Dnssec support?


#1

I did a search for dnssec on the forum and only thing I found was a very old thread from 2006 that had the keyword in it.

I see that for example NS1.DREAMHOST.COM is using “Served by POWERDNS 2.9.22”

Which I understand does not support dnssec, but the new 3.0 from the release notes does support it.

http://doc.powerdns.com/changelog.html#changelog-auth-3-0

“The largest news in 3.0 is of course the advent of DNSSEC. Not only does PowerDNS now (finally) support DNSSEC, we think that our support of this important protocol is among the easiest to use available. In addition, all important algorithms are supported.”

I understand the release is new, and can not expect dreamhost to upgrade their dns overnight but is there any sort of timeline to when we can see dnssec support for our dreamhost domains?

Also as a side question, is there plans for the dreamhost nameservers to listen on ipv6 anytime soon, I show no AAAA records for ns1, ns3 or ns3.dreamhost.com. Yes I see you can add AAAA records for your domain records hosted by dreamhost namservers but they can not be queried via ipv6 from what I can tell.


#2

We will probably not be upgrading directly to PowerDNS 3.0, as it’s still relatively new, and we’d rather let any bugs be ironed out before we start using it. DNSSEC support may take somewhat longer, as it involves some significant changes to the DNS database schema (and we have a LOT of zones in there).

With regard to IPv6, I believe there are plans in place to add IPv6 transit for one or more of our resolvers in the near future. I’m not sure where they stand, though.


#3

Thanks for the info - yeah I didn’t think it was going to be something done in the next couple of weeks. But knowing that it is at least being thought about would be nice.

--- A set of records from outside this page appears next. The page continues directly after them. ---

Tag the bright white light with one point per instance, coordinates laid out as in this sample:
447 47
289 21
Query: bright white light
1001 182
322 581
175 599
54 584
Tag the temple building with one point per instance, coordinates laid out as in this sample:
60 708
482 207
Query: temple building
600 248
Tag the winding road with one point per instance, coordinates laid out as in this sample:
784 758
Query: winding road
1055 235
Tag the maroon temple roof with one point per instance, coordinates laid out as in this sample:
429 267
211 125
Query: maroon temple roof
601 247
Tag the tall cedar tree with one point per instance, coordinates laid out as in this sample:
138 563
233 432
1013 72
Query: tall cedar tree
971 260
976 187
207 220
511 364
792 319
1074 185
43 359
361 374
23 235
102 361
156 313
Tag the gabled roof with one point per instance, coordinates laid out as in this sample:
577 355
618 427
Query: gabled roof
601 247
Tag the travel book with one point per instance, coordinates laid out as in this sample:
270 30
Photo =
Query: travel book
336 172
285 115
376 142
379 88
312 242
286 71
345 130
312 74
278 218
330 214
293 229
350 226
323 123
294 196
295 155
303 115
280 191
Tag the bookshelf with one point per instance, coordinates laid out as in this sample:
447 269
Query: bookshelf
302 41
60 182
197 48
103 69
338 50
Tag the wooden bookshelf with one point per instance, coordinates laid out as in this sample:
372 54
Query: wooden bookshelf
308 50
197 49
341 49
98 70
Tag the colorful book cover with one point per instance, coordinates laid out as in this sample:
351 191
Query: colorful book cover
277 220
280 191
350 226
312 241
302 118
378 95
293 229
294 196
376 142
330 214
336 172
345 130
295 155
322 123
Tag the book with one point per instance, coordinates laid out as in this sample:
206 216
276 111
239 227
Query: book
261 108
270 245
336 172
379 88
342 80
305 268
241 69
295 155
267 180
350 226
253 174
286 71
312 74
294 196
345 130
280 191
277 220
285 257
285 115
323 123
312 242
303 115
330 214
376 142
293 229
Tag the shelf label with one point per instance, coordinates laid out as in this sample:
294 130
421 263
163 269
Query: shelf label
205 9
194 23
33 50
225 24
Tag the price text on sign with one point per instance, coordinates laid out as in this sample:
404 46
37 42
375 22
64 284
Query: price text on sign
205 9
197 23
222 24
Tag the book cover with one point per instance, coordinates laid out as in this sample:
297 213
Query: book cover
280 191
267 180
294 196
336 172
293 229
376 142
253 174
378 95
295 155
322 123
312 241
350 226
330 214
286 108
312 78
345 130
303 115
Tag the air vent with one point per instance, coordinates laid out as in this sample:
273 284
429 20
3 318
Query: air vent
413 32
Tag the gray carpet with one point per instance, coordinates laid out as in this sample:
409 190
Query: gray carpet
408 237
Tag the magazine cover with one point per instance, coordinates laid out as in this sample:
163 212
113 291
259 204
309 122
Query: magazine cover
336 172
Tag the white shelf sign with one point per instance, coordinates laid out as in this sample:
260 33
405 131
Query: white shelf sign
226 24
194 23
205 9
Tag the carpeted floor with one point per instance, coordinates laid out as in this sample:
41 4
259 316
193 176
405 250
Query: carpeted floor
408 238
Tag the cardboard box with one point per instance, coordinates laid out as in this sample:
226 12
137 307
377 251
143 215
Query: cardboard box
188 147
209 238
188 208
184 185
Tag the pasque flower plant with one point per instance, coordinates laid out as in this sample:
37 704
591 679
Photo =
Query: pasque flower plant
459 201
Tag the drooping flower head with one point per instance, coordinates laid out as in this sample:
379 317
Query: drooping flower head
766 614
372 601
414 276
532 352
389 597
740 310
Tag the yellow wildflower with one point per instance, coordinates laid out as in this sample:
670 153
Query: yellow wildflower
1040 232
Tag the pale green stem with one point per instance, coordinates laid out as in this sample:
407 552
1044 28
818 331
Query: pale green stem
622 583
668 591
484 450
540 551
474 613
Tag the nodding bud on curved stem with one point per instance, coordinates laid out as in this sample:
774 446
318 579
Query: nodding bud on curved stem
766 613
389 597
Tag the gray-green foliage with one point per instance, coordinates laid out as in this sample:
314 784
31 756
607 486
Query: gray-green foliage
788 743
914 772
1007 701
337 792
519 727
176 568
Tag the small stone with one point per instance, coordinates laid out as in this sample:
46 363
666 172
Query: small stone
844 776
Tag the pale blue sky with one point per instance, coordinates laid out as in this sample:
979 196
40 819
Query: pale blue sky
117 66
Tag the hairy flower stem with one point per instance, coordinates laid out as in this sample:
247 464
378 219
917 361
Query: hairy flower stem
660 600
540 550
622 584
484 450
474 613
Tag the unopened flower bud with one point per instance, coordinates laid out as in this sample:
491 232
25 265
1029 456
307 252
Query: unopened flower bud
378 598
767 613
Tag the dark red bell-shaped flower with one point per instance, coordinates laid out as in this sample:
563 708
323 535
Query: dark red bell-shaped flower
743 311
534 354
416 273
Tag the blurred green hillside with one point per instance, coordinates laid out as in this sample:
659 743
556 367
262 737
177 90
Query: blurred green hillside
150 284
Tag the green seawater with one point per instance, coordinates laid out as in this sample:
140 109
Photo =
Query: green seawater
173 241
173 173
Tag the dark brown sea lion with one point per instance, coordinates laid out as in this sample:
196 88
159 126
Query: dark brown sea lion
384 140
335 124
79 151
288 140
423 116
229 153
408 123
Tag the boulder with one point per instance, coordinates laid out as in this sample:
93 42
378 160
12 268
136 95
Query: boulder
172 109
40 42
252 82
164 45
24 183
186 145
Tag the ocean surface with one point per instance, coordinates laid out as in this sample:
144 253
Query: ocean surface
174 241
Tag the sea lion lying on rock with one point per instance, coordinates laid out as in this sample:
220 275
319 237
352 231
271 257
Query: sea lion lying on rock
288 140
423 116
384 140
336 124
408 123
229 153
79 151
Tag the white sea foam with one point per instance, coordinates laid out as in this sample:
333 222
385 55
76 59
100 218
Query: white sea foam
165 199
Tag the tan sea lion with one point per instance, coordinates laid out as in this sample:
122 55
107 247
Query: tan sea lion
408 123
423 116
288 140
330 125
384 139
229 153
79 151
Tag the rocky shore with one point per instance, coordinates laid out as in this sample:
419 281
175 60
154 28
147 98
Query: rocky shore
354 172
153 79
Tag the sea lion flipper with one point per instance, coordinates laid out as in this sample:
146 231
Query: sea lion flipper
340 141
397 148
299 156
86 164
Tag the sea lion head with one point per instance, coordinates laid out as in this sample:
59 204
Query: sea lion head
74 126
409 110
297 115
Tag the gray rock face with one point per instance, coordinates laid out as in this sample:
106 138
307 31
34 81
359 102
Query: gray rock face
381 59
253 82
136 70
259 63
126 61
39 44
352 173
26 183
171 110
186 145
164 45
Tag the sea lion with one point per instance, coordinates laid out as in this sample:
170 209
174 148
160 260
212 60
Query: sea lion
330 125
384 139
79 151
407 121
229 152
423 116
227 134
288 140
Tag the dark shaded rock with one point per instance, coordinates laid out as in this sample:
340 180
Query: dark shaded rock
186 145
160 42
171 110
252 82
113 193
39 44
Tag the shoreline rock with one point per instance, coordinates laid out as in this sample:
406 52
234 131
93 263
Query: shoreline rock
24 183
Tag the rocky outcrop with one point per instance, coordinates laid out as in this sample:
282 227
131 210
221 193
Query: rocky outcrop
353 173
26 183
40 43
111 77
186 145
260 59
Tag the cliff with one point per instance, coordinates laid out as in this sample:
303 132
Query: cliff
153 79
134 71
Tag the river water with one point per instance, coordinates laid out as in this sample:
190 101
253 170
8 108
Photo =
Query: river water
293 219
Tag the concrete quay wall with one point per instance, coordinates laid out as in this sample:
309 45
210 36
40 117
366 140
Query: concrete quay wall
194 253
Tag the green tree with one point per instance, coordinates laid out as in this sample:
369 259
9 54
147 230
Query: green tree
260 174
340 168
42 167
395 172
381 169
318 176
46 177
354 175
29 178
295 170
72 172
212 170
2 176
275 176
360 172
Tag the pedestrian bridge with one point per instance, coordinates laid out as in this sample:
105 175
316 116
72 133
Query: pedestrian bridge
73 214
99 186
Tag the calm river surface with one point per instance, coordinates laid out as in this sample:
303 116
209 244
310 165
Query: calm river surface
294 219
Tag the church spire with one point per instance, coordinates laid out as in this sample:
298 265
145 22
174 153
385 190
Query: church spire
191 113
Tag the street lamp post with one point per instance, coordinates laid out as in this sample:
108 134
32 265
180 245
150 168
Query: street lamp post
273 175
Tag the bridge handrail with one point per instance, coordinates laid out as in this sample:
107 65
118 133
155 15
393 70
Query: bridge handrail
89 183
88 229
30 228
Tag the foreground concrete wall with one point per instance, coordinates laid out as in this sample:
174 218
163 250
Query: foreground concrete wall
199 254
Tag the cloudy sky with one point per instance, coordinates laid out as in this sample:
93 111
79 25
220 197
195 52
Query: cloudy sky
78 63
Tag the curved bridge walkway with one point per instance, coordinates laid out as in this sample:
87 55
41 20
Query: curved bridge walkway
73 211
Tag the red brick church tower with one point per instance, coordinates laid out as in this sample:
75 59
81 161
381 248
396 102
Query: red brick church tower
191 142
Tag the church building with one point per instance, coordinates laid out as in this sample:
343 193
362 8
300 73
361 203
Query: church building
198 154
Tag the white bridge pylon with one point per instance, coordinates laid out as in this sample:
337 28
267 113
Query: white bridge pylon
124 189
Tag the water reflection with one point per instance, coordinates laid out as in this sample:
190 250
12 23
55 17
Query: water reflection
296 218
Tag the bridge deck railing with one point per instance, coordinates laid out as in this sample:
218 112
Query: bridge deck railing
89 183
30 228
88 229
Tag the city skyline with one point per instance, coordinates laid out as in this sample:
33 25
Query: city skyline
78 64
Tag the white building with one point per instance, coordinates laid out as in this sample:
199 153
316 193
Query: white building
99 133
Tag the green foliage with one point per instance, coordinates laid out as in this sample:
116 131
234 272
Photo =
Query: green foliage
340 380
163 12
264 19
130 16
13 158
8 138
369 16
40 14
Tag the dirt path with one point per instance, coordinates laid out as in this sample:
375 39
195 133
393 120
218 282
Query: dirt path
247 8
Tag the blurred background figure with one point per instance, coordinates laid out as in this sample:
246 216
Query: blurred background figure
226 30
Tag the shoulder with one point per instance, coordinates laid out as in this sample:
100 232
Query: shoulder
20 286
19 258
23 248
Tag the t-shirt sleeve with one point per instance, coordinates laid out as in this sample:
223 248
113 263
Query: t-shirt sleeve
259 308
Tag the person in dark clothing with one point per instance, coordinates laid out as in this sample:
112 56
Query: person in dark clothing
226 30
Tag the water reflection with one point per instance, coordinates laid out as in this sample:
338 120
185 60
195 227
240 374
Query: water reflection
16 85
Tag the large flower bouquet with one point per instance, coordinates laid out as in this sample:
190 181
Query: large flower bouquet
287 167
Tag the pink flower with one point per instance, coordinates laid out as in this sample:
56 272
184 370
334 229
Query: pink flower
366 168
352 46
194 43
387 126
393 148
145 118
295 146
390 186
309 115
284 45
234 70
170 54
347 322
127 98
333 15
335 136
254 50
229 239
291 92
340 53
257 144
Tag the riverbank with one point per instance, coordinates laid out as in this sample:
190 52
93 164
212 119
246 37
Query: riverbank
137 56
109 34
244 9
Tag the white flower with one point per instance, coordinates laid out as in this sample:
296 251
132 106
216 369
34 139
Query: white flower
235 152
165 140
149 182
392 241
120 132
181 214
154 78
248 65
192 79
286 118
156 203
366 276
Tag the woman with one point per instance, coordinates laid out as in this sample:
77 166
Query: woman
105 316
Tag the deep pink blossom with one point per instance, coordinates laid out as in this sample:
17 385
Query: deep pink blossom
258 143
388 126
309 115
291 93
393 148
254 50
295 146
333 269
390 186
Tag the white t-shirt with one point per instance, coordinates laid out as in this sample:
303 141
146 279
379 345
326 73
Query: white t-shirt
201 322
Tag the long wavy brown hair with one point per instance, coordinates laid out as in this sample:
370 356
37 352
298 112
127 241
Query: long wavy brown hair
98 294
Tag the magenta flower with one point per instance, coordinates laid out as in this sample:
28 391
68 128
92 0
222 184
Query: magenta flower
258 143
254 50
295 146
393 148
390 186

So do you think that a 6 month time frame would be possible?

It’s not something I require, but would be a nice to have. If I really wanted could always house my domains dns elsewhere where it is supported. Even godaddy dns supports it :wink:


#4

Hmm.

The whole internet does not seem to want to use dnssec.

Do you have plans to roll this out?

Web…


#5

who is the whole Internet?

Dreamhost is known for using outdated software… What do you expect? You would think they are going to be better at this, but do they ever learn from outages and breaches?


#6

I don’t know about the rest of the internet, but I’ve been patiently waiting for over 2 years now. I’m glad they implemented IPv6 quad A records but I’d like to see IPv6 MS records and DNSSEC.


#7

Ha! 2017 and still no DNSSEC!?

“DreamHost’s nameservers are not compatible with DNSSEC. For this reason, you must host your nameservers at a 3rd party host that supports DNSSEC on their nameservers.”


#10

@realdreams: you keep violating the community guidelines, crossing the line between criticism (allowed) and personal attack (unacceptable). Your account is now silenced.